A ironia é coisa que não se adequa ao ritmo da “imagem, sondagem e sacanagem”, a tríade que, segundo Manuel Alegre, marca a política à portuguesa…
- O que é que, na sua opinião, falhou ontem no discurso de Ferreira Leite?
Ao contrário do que parece, eu que costumo ser um crítico frontal de MFL, compreendi perfeitamente o que ela quis dizer e julgo que, se ela usar o tempo de antena a que tem direito, conseguirá comunicar devidamente a mensagem. Nem o avô dela, o ilustre José Eugénio Dias Ferreira, que, se quisesse, podia ser o chefe do 28 de Maio em vez de Salazar, deixaria de dizer que vivemos num período de degenerescência democrática e que esse ambiente propicia a ilusão de uma suspensão da política. Mas também me lembro que um António Sérgio, em pleno crepúsculo da I República, chegou a lançar a ideia de uma espécie de ditadura à romana, onde, durante um período curto, se fariam as reformas que a partidocracia emperrava.
Lembro-me que Ramalho Eanes tentou coisa sucedânea com três governos presidenciais e que Mário Soares, por duas vezes, provocou a suspensão com um governo PS com ministros do CDS, por causa do FMI, e, depois, com um governo do Bloco Central, por causa da CEE. Mas o que tenho a certeza é que MFL não reeditou a proposta do Bloco Central, na linha do proposto no primeiro discurso de regresso de Paulo Pedroso.

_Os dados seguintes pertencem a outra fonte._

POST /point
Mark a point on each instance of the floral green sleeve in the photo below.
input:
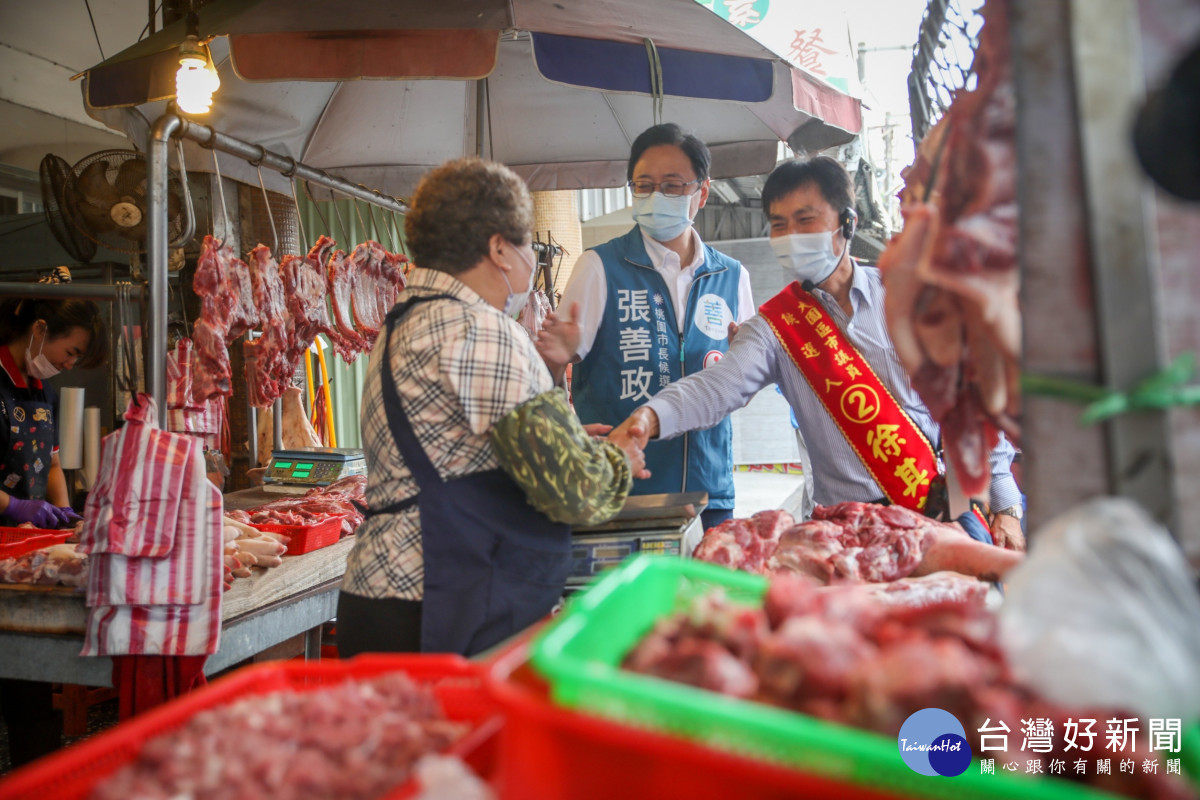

Pelo menos, eu percebi que ela estava a dizer que José Sócrates tinha entrado numa encruzilhada de conflito com as forças vivas e que, no respectivo discurso, quase parecia que precisava de não ter partidos de oposição, sindicatos e patrões que o não deixavam trabalha. Por outras palavras, compreendi a suprema ironia: MFL estava a fazer uma autocrítica e a denunciar a memória da maioria absoluta do cavaquistão, quando este mostrava o estilo que agora Sócrates parece assumir.
- Lembra-se de casos antigos semelhantes na política nacional de falhas comunicativas pelo uso da ironia?
Em política o que parece é e a ironia faz parte da arte literária e não do discurso eficaz a que está condenado o político. O caso mais próximo que conheço, no PSD, foi o de Marcelo Rebelo de Sousa comunicar que só iria disputar a presidência do partido quando Cristo voltasse à terra…
Agradeço antecipadamente a ajuda que me puder dispensar. O meu deadline é um pouco apertado, até às 18 horas.